Mosè fa mettere delle verghe davanti all'altare e incide su ciascuna il nome delle rispettive tribù.
Una delle verghe, per intervento miracoloso, dimostrò che era stato Dio a scegliere il Sommo Sacerdote.
Le altre infatti rimasero quali erano ma quella del Sommo Sacerdote miracolosamente mise da sé radici e sbocciò in rami e frutti, non già per effetto di rugiada scesa dall'alto ma per una forza divina, che portò il frutto a maturazione.
Messi davanti a questo portento, i sudditi appresero a vivere in buon ordine.

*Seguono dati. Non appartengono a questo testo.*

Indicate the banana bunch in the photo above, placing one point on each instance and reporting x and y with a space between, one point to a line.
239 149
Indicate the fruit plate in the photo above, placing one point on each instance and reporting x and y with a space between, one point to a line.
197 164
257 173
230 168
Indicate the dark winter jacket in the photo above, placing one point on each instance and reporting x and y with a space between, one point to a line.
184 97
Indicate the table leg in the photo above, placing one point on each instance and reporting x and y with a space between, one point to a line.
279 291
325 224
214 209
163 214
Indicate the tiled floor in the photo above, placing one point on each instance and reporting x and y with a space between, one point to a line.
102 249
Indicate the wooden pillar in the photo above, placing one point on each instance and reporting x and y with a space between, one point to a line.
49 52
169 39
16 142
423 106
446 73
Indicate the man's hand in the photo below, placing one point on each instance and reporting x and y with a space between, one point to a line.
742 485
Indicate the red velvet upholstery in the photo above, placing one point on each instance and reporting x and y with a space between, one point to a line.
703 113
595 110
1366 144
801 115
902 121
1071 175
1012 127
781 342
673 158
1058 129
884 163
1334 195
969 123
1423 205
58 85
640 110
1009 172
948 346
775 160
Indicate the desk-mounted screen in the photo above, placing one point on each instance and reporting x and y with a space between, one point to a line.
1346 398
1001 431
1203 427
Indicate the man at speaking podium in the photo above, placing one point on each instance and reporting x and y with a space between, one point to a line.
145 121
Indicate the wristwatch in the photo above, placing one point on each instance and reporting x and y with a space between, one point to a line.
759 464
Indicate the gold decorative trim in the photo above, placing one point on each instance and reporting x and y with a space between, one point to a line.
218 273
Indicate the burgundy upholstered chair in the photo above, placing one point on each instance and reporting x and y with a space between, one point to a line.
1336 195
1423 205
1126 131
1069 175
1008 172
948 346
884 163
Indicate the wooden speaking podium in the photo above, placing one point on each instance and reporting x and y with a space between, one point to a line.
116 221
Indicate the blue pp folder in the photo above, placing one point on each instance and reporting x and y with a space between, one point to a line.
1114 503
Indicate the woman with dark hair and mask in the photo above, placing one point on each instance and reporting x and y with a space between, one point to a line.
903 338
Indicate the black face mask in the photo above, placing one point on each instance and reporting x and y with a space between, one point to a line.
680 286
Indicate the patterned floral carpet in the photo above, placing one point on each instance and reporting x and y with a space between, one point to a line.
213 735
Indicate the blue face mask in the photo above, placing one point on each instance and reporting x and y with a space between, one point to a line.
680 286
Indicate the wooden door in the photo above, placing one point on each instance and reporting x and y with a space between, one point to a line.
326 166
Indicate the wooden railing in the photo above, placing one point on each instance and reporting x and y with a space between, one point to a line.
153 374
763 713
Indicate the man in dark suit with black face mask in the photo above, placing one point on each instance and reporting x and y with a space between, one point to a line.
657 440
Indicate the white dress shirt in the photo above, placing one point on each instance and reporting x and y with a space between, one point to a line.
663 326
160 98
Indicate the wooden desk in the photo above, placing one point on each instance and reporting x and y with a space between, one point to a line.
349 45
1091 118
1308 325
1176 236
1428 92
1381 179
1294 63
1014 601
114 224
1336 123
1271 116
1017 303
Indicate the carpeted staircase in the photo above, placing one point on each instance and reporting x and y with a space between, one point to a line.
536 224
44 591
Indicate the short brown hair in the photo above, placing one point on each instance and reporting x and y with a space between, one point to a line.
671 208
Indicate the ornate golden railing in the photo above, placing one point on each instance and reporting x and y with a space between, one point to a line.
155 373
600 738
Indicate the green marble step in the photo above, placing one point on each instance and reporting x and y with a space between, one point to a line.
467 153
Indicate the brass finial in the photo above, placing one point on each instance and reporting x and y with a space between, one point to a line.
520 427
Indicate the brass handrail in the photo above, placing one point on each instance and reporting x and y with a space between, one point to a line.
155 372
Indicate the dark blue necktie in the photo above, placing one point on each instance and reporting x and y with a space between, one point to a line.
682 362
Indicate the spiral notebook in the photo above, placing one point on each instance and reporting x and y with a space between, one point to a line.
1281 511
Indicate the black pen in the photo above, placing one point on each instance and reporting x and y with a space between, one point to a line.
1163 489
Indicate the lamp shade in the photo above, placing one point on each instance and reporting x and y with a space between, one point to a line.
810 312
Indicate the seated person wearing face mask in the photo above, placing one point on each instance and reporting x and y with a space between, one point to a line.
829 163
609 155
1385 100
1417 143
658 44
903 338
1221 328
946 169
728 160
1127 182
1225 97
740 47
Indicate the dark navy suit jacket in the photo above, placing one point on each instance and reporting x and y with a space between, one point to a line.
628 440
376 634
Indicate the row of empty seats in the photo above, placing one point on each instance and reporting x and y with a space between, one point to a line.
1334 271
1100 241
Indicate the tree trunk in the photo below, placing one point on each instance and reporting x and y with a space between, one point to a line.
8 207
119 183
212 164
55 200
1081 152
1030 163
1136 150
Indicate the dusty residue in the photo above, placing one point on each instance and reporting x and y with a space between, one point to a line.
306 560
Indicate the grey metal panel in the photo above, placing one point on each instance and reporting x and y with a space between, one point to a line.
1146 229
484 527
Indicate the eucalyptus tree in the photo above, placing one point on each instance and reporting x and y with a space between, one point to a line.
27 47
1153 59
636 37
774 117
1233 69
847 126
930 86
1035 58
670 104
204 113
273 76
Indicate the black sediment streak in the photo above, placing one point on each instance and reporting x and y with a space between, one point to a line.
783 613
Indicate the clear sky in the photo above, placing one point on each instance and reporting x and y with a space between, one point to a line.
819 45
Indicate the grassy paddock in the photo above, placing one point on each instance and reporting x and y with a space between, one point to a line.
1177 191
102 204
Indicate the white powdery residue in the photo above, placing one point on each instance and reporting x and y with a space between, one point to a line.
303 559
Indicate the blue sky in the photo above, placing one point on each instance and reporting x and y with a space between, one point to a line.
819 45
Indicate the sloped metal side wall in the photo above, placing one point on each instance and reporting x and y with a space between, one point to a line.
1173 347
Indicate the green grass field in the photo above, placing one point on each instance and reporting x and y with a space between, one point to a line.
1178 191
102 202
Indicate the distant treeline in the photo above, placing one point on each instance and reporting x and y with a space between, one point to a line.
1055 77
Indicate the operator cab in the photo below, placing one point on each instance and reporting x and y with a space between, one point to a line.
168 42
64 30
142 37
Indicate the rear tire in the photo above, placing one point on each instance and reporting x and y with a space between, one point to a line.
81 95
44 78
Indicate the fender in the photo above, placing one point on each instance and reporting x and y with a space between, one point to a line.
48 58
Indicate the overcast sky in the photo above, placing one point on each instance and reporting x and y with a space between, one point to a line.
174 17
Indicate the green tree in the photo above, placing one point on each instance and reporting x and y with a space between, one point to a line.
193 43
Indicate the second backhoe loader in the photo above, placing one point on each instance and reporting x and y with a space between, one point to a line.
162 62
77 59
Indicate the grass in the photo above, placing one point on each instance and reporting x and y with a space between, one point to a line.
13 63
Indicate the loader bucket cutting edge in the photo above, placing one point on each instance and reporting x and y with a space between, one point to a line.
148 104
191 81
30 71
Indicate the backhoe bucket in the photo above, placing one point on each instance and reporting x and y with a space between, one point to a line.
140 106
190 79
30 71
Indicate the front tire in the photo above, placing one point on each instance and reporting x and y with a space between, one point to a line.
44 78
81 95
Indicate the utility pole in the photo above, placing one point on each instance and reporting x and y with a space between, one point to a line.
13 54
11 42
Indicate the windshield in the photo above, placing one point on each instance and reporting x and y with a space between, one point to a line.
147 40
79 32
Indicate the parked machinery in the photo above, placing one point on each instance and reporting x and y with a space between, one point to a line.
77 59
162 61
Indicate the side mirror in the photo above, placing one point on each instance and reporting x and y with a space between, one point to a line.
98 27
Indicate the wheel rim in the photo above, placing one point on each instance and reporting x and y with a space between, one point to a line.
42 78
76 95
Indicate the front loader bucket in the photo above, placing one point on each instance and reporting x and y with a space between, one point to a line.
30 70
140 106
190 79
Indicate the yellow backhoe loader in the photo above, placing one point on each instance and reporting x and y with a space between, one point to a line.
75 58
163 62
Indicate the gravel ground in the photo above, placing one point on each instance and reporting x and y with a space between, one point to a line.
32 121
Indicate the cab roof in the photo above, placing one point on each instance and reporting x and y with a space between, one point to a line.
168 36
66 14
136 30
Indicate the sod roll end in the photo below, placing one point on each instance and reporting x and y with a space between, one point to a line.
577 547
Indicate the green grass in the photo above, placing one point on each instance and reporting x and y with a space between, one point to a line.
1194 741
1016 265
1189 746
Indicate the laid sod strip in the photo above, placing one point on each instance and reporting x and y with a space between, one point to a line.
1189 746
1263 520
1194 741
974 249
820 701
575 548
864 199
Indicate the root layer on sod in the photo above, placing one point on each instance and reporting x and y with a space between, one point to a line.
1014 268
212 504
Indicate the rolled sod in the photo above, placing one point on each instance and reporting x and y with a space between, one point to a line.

Il frutto prodotto dalla verga di Aronne ci fa pensare ai caratteri che deve avere la vita del sacerdote.
Essa deve apparire austera, dura e scabra all'esterno ma possedere internamente, nel segreto e nell'oscurità, un cibo saporoso.
Questo cibo viene portato alla luce quando ha raggiunto, col tempo, la maturazione e allora si rompe l'involucro legnoso che lo racchiude.
Se tu venissi a sapere di qualche sacerdote che conduce una vita agiata, usa profumi, ha una carnagione rosea, come quella delle persone che vestono di lino e di porpora, ingrassa in continui banchetti, beve vino di qualità, si unge con unguenti finissimi e si circonda di tutte le comodità care ai gaudenti, a buon diritto potrai ripetere nei suoi riguardi le parole del Vangelo: « Se guardo il frutto, non riconosco l'albero sacerdotale ».
Il frutto del sacerdozio è l'austerità, non la spensieratezza e il frutto dell'austerità non giunge a maturazione in virtù dell'umidità naturale del terreno.
Le soddisfazioni del sacerdote dalla vita spensierata scorrono in lui come ruscelli, che un giorno tingeranno di rosso il raccolto della sua vita.